During the first six years of his life, Franz Kafka’s family moved five times. He had no opportunity to settle down in the microcosm of a neighbourhood. He was born the first of six children on 3 July 1883 in house No. I/27 on the corner of Kaprova and Maiselova Streets in the very centre of Prague’s Old Town and on the very edge of the one-time Jewish ghetto. The family moved for the first time during his mother’s second pregnancy when Franz was not yet two years old.

The second son Georg was born on 11 September 1885 in house No. 56 on Wenceslas Square; the building, which would nowadays be located in Ve Smečkách Street, has not been preserved. However, in December of the same year, the family moved again to house No. 187 in Dušní St. in the former Jewish ghetto, which was also not preserved. Georg died there at the end of 1886, but another son, Heinrich, was later born in the same house on 27 September 1887. At the end of 1887, the family moved for one year to house No. 6 in the nearby Mikulášská St., where 5-month-old Heinrich also died. In 1888, the Kafkas moved to No. 2 Celetná St., where they stayed for less than a year. In June of 1889, during his mother’s fourth pregnancy, the family moved into the Renaissance building known as the ‘Minute House’ in the Old Town Square, which can still be found there. They lived in the house for seven years, during which time little Franz started his schooling. In the space of three years in the Minute House, Kafka’s three sisters were born: Gabriele (Elli, 1889), Valerie (Valli, 1890) and Ottilie (Ottla, 1892). Those continual removals for family reasons, which also reflected the Kafkas’ pursuit of greater comfort and the gradual improvement of their economic situation, took place, with one exception, within an area of less than one square kilometre. Other factors undoubtedly included the need to live near Hermann Kafka’s shop, as well as their loyalty to the places where Hermann and Julie first settled in Prague and loyalty to local clients.

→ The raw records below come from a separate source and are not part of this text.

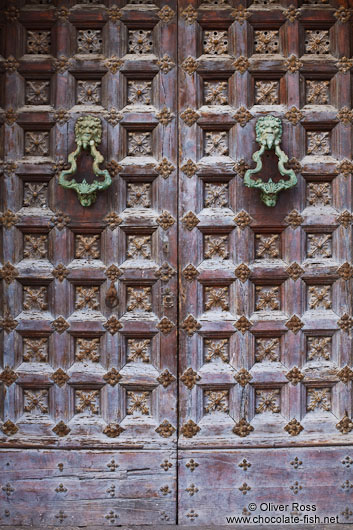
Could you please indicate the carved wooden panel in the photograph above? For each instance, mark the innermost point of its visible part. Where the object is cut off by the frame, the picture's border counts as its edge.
(265, 319)
(89, 294)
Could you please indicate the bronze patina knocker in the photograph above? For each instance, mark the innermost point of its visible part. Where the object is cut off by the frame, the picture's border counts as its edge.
(88, 134)
(268, 136)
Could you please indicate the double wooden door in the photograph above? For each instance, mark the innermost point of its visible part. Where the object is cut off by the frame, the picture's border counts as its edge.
(178, 274)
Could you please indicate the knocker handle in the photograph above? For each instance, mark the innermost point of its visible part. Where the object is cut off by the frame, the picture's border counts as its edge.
(268, 136)
(88, 134)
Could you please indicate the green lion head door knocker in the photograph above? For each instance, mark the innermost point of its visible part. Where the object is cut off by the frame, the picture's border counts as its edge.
(268, 136)
(88, 134)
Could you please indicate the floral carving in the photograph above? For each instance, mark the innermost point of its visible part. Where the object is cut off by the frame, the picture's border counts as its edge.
(8, 376)
(317, 41)
(9, 428)
(242, 272)
(165, 429)
(242, 428)
(139, 299)
(294, 324)
(137, 402)
(189, 429)
(266, 41)
(60, 325)
(61, 429)
(8, 273)
(267, 400)
(241, 64)
(216, 401)
(112, 220)
(60, 272)
(36, 143)
(293, 64)
(139, 143)
(189, 168)
(344, 65)
(87, 298)
(294, 219)
(240, 14)
(140, 41)
(38, 42)
(293, 427)
(216, 195)
(113, 64)
(112, 325)
(190, 273)
(243, 377)
(165, 272)
(318, 398)
(113, 430)
(345, 219)
(242, 116)
(294, 115)
(190, 325)
(114, 14)
(216, 143)
(267, 298)
(189, 65)
(216, 298)
(89, 41)
(190, 220)
(10, 64)
(215, 42)
(166, 378)
(317, 92)
(35, 298)
(345, 375)
(164, 116)
(345, 425)
(35, 195)
(35, 246)
(112, 377)
(60, 377)
(87, 350)
(243, 324)
(216, 92)
(267, 349)
(266, 92)
(35, 401)
(345, 271)
(189, 378)
(165, 168)
(294, 271)
(88, 92)
(166, 14)
(165, 63)
(319, 297)
(165, 326)
(292, 13)
(189, 116)
(189, 14)
(86, 401)
(319, 245)
(243, 219)
(294, 375)
(35, 350)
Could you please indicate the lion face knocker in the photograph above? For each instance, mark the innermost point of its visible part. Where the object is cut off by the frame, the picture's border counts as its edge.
(268, 136)
(88, 134)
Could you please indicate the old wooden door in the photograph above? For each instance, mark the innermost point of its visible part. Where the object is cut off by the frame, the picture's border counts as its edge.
(89, 324)
(265, 321)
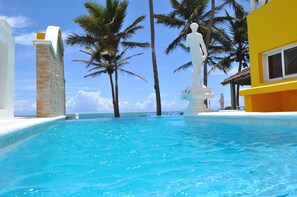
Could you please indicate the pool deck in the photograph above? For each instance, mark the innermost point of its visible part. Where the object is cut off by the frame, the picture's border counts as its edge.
(8, 126)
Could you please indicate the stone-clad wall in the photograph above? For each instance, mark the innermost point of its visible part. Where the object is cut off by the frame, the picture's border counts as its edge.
(50, 80)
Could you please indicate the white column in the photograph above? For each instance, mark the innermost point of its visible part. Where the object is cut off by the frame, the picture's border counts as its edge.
(6, 71)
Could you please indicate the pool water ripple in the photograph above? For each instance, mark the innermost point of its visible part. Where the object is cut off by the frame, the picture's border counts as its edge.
(152, 157)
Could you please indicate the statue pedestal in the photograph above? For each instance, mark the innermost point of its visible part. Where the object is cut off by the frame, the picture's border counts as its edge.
(196, 97)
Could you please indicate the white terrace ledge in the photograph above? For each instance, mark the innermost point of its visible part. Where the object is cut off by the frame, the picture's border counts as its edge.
(9, 126)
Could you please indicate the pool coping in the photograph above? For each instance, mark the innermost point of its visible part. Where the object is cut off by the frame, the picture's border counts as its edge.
(286, 119)
(17, 129)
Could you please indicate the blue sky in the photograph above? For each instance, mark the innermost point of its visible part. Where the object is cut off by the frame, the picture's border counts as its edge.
(93, 95)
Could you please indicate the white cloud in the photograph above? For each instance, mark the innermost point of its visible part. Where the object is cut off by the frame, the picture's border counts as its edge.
(85, 102)
(18, 21)
(24, 107)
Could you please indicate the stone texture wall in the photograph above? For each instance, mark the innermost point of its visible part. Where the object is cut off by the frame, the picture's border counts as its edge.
(50, 80)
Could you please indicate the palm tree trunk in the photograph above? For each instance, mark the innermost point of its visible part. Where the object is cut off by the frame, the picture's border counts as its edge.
(154, 60)
(207, 41)
(238, 86)
(117, 110)
(112, 93)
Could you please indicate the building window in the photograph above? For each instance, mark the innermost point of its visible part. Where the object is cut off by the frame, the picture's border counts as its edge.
(281, 63)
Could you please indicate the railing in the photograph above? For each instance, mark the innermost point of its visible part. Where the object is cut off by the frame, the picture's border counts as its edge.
(254, 4)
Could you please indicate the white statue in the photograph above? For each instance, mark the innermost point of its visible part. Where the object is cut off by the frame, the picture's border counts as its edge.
(222, 102)
(196, 93)
(198, 53)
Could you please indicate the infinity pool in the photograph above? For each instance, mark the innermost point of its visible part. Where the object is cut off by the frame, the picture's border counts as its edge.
(152, 157)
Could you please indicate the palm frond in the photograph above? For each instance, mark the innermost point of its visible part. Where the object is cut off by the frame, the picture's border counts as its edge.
(135, 44)
(133, 74)
(183, 67)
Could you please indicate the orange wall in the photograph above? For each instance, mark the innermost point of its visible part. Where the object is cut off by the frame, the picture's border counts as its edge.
(269, 27)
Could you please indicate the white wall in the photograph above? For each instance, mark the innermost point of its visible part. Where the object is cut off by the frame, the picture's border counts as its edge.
(6, 71)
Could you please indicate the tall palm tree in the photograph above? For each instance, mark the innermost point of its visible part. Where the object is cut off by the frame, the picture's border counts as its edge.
(103, 29)
(239, 51)
(154, 60)
(183, 14)
(98, 65)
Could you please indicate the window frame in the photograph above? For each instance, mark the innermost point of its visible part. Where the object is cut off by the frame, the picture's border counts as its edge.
(280, 50)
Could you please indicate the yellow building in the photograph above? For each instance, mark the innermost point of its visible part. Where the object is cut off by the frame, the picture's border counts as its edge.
(272, 33)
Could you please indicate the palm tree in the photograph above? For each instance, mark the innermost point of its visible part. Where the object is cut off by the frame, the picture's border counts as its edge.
(239, 51)
(154, 60)
(98, 65)
(103, 30)
(186, 12)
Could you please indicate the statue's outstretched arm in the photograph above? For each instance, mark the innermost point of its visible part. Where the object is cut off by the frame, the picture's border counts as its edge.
(204, 50)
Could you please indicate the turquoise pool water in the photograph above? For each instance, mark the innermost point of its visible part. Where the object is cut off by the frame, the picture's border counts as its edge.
(152, 156)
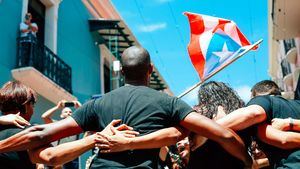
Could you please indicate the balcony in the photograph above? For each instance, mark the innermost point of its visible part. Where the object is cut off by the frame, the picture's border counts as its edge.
(285, 15)
(30, 53)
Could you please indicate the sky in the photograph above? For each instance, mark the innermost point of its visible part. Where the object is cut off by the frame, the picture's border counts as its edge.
(161, 28)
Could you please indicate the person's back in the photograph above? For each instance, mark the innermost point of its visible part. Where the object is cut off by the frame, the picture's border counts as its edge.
(13, 160)
(278, 107)
(212, 156)
(140, 107)
(15, 98)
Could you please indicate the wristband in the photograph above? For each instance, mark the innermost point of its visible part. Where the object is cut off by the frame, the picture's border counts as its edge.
(291, 123)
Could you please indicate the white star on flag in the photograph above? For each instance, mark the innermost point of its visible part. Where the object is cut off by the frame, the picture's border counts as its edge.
(224, 54)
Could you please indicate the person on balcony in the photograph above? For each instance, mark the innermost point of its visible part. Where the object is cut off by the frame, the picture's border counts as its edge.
(28, 28)
(27, 41)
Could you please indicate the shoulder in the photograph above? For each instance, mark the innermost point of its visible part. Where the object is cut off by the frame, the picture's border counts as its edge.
(22, 25)
(260, 100)
(8, 131)
(34, 24)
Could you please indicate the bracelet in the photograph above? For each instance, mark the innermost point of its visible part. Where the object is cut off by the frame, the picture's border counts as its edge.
(291, 123)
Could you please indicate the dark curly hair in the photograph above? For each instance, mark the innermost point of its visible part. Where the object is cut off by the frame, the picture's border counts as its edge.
(14, 95)
(213, 94)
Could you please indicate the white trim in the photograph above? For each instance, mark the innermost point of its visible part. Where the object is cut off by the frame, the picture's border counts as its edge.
(41, 84)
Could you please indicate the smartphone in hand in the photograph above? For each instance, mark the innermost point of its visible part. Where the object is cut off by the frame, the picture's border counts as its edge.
(69, 104)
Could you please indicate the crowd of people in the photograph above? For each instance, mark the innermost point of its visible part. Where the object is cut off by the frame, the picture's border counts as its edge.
(135, 126)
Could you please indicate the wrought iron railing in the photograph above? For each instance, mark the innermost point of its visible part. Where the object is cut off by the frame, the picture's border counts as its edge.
(31, 53)
(289, 44)
(285, 67)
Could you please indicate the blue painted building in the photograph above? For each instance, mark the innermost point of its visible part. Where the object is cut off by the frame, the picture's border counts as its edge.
(77, 44)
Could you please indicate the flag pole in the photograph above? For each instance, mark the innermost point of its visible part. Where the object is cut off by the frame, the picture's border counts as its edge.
(221, 68)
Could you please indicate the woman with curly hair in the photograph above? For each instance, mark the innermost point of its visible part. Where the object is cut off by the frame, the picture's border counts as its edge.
(216, 99)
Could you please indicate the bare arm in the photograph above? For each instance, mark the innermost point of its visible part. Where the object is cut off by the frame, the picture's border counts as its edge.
(14, 119)
(225, 137)
(37, 136)
(62, 153)
(278, 138)
(47, 115)
(243, 118)
(157, 139)
(287, 124)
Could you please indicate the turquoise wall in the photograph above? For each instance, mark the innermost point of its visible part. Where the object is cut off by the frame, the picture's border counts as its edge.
(75, 45)
(77, 48)
(10, 18)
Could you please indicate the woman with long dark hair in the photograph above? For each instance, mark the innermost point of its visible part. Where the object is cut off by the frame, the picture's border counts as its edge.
(216, 99)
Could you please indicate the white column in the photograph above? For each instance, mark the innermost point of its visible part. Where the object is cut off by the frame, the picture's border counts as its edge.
(51, 27)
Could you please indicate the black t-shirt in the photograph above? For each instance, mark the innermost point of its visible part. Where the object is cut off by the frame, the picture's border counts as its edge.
(13, 160)
(144, 109)
(278, 107)
(212, 156)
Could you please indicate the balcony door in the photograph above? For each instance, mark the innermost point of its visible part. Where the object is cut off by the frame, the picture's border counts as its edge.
(37, 10)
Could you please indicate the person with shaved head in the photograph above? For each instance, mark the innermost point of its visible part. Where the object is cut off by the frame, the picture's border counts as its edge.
(144, 109)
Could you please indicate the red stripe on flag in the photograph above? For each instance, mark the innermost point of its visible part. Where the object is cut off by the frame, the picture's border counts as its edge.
(243, 39)
(197, 27)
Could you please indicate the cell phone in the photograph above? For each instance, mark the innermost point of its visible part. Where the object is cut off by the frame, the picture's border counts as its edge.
(69, 104)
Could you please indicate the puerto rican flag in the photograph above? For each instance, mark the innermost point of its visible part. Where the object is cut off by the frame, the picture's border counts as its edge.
(214, 42)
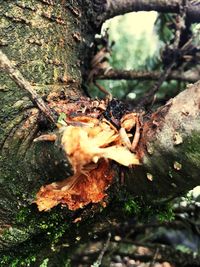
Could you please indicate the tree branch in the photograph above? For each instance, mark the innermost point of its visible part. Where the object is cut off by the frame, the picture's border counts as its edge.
(119, 7)
(115, 74)
(15, 75)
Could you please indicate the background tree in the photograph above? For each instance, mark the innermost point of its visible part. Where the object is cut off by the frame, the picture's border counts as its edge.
(47, 50)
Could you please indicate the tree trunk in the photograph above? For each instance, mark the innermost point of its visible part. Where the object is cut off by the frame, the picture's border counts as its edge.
(49, 42)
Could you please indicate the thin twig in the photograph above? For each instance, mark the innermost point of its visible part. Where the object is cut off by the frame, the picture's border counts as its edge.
(100, 258)
(15, 75)
(117, 74)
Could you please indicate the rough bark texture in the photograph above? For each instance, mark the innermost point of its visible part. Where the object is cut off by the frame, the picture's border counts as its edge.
(115, 74)
(49, 42)
(171, 141)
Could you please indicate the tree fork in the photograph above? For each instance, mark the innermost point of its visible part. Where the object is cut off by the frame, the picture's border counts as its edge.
(50, 44)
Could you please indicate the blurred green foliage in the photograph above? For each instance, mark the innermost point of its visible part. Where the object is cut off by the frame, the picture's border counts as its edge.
(139, 40)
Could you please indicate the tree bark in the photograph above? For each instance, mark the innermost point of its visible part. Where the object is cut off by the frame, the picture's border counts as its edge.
(49, 43)
(115, 74)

Franz Kafka spent his childhood years in solitude, surrounded by Czech and Czech-speaking staff: a governess, a cook and a maid-servant. His childhood experience was to become a source of lifelong trauma: he suffered from being left to himself as well as from insufficient parental affection and lack of emotional ties with his parents, who spent their entire days in the shop. He would only ever see them in the evening when they mostly relaxed and played cards in the adjoining room. His father’s child-rearing approach was strictly authoritarian and consisted entirely of orders, admonitions and proscriptions which were generally issued at family mealtimes. Admired and feared, Franz’s father seemed to him an almighty ruler. It was a feeling that Kafka retained throughout his life. His gentle and fair-minded mother was not strong enough to stand up to her energetic husband and would back him up, albeit often reluctantly. In these circumstances the little boy gradually turned his back on the outside world and created a world of his own in which people and objects, as well as relationships with them were transformed by his imagination that displayed an unchildlike bleakness. A caustic description of his childhood world is provided by Kafka in his (never delivered) ‘Letter to His Father’.